Nordic Capital among potential bidders for card payment firm Nets-Reuters

(Reuters) – Swedish private equity firm Nordic Capital and Denmark’s TryghedsGruppen are in a consortium preparing to bid for Europe’s second-largest card payment services company Nets, one of the parties said.

Nets, which competes in Europe with market leader WorldPay, hired U.S. bank JP Morgan to sell the business for 1-2 billion euros ($1.4-2.8 billion) four people with direct knowledge of the matter told Reuters in June..

Two other groups are also working on bids for Nets, which is controlled by Denmark’s central bank and a group of Nordic lenders, according to Danish media reports on Tuesday.

Private equity firm EQT has teamed up with Goldman Sachs , while Danish state-owned pension fund ATP is working with U.S.-based private equity firms Advent International and Bain, which together own WorldPay.
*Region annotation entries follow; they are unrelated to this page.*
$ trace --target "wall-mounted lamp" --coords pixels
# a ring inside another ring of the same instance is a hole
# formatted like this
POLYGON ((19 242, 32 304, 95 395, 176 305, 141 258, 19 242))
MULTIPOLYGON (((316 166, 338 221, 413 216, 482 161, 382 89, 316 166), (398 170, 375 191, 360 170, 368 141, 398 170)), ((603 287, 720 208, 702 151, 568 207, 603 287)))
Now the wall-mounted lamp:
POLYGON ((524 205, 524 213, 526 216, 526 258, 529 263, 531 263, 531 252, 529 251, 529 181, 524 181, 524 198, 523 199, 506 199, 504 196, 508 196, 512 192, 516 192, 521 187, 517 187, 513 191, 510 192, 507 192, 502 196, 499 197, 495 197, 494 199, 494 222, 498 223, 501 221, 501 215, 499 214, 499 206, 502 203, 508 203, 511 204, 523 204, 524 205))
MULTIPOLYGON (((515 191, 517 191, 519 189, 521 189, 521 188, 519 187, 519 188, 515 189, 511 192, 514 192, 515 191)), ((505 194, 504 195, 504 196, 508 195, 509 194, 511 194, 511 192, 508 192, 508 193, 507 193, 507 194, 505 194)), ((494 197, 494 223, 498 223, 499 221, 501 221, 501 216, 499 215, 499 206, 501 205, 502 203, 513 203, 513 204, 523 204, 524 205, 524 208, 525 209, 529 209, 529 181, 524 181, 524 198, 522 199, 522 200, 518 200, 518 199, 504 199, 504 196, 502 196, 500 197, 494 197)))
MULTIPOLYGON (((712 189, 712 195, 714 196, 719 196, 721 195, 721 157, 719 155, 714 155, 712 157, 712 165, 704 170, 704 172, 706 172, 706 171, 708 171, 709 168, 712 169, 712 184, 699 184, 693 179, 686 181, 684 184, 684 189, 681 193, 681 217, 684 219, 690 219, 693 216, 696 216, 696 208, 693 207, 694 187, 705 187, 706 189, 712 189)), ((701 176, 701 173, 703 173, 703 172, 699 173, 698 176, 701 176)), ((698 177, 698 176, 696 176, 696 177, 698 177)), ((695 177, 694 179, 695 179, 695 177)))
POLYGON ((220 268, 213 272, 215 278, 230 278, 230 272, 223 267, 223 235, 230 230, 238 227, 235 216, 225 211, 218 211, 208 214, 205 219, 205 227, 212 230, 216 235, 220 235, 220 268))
Spokesmen from ATP and EQT declined to comment.

Card payment services companies, which process debit and credit card transactions between businesses and their customers, are an attractive investment for private equity firms because they offer steady cash flows.

“I can confirm we are in a consortium with Nordic Capital,” a spokeswoman from TryghedsGruppen, the majority shareholder in Denmark’s biggest non-life insurance group Tryg, said on Tuesday.

She declined to comment on media reports that Sweden’s state pension fund AP Fund and Finnish pension fund Ilmarinen were also part of that consortium.
Danmarks Nationalbank controls 9.9 percent of shares in Nets while Nordea holds around 20 percent, DNB Nord around 18 percent and Danske Bank around 17 percent.

A Nets spokeswoman declined to comment.